DominikBuchner / BOLDigger-commandline

BOLDigger as a commandline tool
MIT License
8 stars 0 forks source link

linebreaks in fasta file #3

Closed FabianRoger closed 2 years ago

FabianRoger commented 3 years ago

I noticed that boldigger cannot deal with linebreaks in fasta files. However many programs will create fasta files with fixed line width as it makes them easier to display. This seems to be the case for both vsearch and WriteXStringset from the Biostrings package to give two examples.

Do you think it would be possible for boldigger to support linebreaks? Only lines that start with a '>' should ever be names and anything in-between two such lines is the sequence?
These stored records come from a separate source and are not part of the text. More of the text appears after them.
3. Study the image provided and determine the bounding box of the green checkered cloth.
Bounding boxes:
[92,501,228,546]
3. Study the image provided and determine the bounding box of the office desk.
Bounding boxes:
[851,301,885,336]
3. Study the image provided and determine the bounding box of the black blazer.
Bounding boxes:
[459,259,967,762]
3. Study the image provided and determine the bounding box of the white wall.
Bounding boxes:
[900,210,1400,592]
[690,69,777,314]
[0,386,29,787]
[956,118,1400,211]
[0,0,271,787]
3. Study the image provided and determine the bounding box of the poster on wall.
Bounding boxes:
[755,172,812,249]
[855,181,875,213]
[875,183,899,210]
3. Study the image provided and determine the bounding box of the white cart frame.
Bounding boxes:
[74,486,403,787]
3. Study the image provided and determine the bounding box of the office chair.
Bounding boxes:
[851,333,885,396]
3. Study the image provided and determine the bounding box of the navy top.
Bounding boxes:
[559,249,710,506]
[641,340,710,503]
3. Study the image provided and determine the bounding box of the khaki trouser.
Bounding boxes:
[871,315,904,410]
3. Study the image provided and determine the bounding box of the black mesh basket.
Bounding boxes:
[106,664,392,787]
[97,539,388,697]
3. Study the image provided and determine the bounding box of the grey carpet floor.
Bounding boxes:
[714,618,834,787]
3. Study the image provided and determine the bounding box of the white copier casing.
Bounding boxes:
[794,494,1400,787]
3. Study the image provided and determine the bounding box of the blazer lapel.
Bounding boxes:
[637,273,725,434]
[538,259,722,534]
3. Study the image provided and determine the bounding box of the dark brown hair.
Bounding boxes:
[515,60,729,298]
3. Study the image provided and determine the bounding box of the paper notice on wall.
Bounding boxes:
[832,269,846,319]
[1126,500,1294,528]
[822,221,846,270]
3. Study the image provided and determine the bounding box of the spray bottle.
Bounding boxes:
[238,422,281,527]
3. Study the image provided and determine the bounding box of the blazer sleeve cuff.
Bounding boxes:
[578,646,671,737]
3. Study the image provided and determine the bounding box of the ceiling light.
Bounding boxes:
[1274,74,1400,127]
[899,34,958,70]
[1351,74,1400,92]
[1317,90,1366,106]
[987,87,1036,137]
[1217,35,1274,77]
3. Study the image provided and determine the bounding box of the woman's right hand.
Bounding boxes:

I would offer help, but my python is very rudimentary I'm afraid :-)

see also here

FabianRoger commented 3 years ago

Here is an example file (it's .txt as GitHub doesn't allow me to upload .fasta files)

test_file.txt

This file should not have linebreaks and should work with boldigger (It's COI sequences)

repex in R:

library(Biostrings)

url <- "https://github.com/DominikBuchner/BOLDigger-commandline/files/6597915/original_file.txt"
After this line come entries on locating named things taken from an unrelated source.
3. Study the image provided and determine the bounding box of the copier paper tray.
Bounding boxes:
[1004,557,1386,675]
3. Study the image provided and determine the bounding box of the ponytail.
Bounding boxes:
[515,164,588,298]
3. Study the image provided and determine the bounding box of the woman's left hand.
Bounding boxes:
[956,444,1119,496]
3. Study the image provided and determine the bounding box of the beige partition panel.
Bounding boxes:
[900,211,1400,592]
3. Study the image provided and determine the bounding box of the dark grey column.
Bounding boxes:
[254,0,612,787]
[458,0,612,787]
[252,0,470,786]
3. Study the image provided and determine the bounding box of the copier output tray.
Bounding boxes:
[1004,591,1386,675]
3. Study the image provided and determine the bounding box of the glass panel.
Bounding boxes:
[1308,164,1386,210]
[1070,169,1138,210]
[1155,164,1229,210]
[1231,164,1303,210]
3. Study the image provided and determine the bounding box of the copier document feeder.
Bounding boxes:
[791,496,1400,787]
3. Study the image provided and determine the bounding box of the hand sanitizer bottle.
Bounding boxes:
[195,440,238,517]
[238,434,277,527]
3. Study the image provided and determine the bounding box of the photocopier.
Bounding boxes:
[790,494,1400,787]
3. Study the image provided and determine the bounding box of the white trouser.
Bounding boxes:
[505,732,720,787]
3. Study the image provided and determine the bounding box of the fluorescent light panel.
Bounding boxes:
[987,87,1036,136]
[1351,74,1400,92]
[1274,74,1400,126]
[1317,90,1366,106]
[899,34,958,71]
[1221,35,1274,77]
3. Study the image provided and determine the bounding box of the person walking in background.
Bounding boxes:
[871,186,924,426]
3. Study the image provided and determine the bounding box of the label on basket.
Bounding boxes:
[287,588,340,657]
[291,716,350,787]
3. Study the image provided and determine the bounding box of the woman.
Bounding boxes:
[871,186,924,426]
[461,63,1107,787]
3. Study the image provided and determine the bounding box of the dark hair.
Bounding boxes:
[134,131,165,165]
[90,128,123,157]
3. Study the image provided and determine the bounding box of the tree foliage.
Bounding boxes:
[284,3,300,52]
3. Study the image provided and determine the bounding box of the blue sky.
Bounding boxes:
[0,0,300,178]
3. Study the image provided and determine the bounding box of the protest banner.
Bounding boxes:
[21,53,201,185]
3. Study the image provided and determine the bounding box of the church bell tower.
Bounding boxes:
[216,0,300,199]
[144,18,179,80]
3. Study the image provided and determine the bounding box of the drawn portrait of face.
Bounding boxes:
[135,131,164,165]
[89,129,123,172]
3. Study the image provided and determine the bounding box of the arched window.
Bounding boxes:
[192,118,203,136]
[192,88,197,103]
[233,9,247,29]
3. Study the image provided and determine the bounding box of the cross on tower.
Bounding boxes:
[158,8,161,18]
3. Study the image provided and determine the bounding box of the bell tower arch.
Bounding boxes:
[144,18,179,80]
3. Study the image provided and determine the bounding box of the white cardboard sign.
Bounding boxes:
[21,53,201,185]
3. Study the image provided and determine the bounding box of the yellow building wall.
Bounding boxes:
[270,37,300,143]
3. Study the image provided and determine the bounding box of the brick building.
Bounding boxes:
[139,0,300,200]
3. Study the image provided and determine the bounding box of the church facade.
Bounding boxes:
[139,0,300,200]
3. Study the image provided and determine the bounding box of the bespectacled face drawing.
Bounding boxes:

download.file(url, "test_fasta.txt" )

test_fasta <- readDNAStringSet("test_fasta.txt")

writeXStringSet(test_fasta, "test_fasta_2.fasta")
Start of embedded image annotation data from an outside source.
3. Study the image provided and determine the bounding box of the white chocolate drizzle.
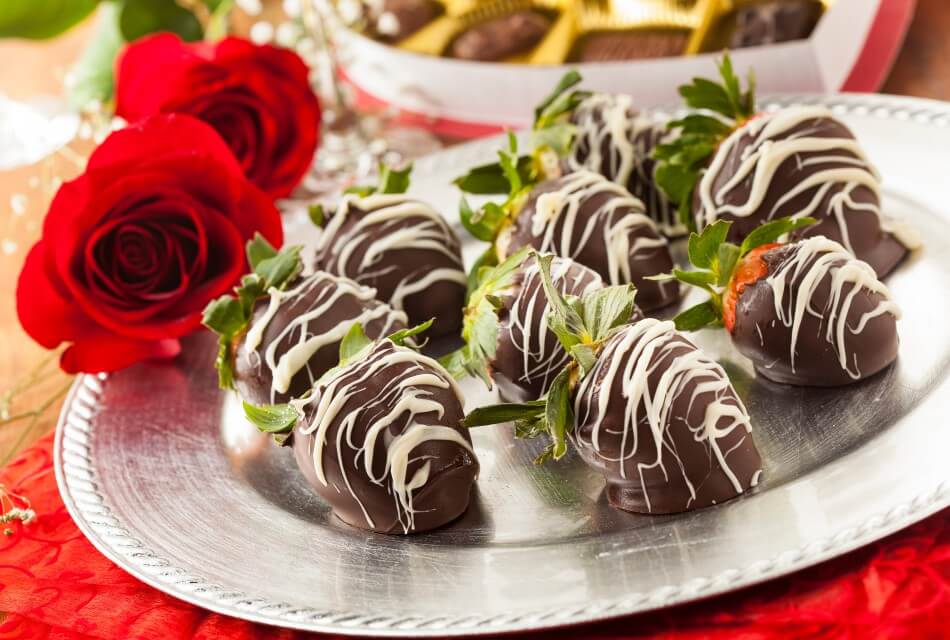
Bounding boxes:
[245,271,408,402]
[574,318,757,510]
[696,106,913,253]
[565,93,686,236]
[298,341,475,532]
[531,170,668,284]
[765,236,900,380]
[317,194,466,310]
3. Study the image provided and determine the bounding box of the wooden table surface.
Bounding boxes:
[0,0,950,461]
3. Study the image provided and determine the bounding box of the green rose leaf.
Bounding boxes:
[119,0,204,42]
[0,0,99,39]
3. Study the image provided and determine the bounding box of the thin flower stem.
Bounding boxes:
[0,380,73,467]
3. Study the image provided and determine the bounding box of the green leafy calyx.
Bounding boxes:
[201,233,303,389]
[463,252,636,463]
[441,248,530,388]
[656,217,816,331]
[653,53,756,229]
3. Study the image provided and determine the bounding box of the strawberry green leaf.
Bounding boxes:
[452,155,532,195]
[459,198,508,242]
[340,322,373,365]
[243,402,300,433]
[739,218,817,256]
[687,220,732,269]
[462,400,547,428]
[544,368,574,460]
[386,318,435,347]
[673,300,722,331]
[246,233,277,270]
[307,204,327,228]
[376,162,412,194]
[716,242,740,287]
the new file will have linebreaks and and will not work in boldigger.

Hope this helps!

DominikBuchner commented 3 years ago

Yes I'm aware of the problem. There is the 2-line fasta format and the fast format where a linebreak is added after 80 bp of sequence. I'll program a workaround and connect it to the issue where the fasta file gets deleted.

FabianRoger commented 3 years ago

sounds great!

FabianRoger commented 3 years ago

Just came across this, maybe this doe what you want? https://github.com/knights-lab/BURST/blob/master/embalmlets/linfasta.c

DominikBuchner commented 3 years ago

I already know a pure python solution, just don't have time to program the fix.